Assume the police begin to hear in on and monitor alleged drug traffickers‘ comments without even obtaining a warrant. Now according to one of the sellers, he left some heroin in an empty factory for his customer to collect. Shortly after the cops enter the house and discover the heroin. Furthermore, the unlawfully registered statement (the poisonous tree) is impermissible, as are the drugs or heroin discovered by the police (the fruit of that tree).

A beneficial example

The prosecution incorporated drugs into proof in opposition to the defendant in Wong Sun v. US, a case that established the idea of the fruit of the poisonous tree doctrine. (371 United States 471 (1963).)

The narcotics were discovered by federal authorities from a witness they only heard of, because of a confession made by the suspect during illegal detention.

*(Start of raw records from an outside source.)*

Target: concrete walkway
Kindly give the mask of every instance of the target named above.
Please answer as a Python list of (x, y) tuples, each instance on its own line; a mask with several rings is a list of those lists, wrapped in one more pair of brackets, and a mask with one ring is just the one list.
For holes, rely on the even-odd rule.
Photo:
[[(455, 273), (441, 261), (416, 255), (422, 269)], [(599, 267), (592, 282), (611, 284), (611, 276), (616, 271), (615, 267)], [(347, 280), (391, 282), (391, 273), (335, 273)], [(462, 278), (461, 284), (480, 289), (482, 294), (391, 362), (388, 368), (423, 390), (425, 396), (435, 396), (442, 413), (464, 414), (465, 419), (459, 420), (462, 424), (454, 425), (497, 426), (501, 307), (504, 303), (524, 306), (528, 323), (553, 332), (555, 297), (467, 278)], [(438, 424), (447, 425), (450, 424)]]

According to the rule of the Supreme Court, all the things that the officers found as a part of the unlawful detention is considered the fruit of the poisonous tree doctrine: not only the statement alone but also the witness details they gathered from it, as well as the confirmed narcotics the witness directed them to.


The fruit of the poisonous tree doctrine principle has certain limitations, which means that any proof could be permissible even though it was obtained unlawfully. In cases where the government seeks evidence unlawfully but should have discovered it legitimately, courts use the words “attenuated taint” and “inevitable discovery.” 

However, the proof could be permissible in such cases. (See is unlawfully captured proof permissible to attack a defendant’s reputation, which is another way to get unlawfully acquired information into court.)

Imagine the example of wiretapping once more. The police receive a credible source who records the cocaine and its whereabouts, shortly after they go to the factory to steal the goods. Afterward, the informant’s tip, according to the court, may have given enough evidence for a legally obtained warrant to inspect the premises. The narcotics will almost certainly be accepted into custody in certain cases because the police most probably have identified without any of the unlawful wiretaps.  

You can consider one more example of the “attenuation doctrine.” It takes place where an officer doesn’t have a right excuse to detain someone but finds that the person being detained has a pending detention warrant. On the other hand, if the officer searches and arrests the suspect, then there is a good enough possibility that the officer’s findings will be permissible in court.

Statements of defendants

Defendants’ statements are another significant exception to the fruit of the poisonous tree doctrine. If police coerce a suspect into confessing, both the facts and the statements that resulted are impermissible. However, if the defendant confesses willingly, even if it is not accompanied by the necessary Miranda notice, the proof discovered by the police as a result of that statement will be used at trial. In the end, it doesn’t attain any value if the statement is impermissible – the poisonous fruit is still acceptable.

Contact an attorney

Fruit of the poisonous tree doctrine, like most legal rules, is complicated with exceptions and variations. It is always better to consult an expert criminal defense lawyer if you are caught up with any criminal charges. Just such a lawyer will properly protect and represent your interests.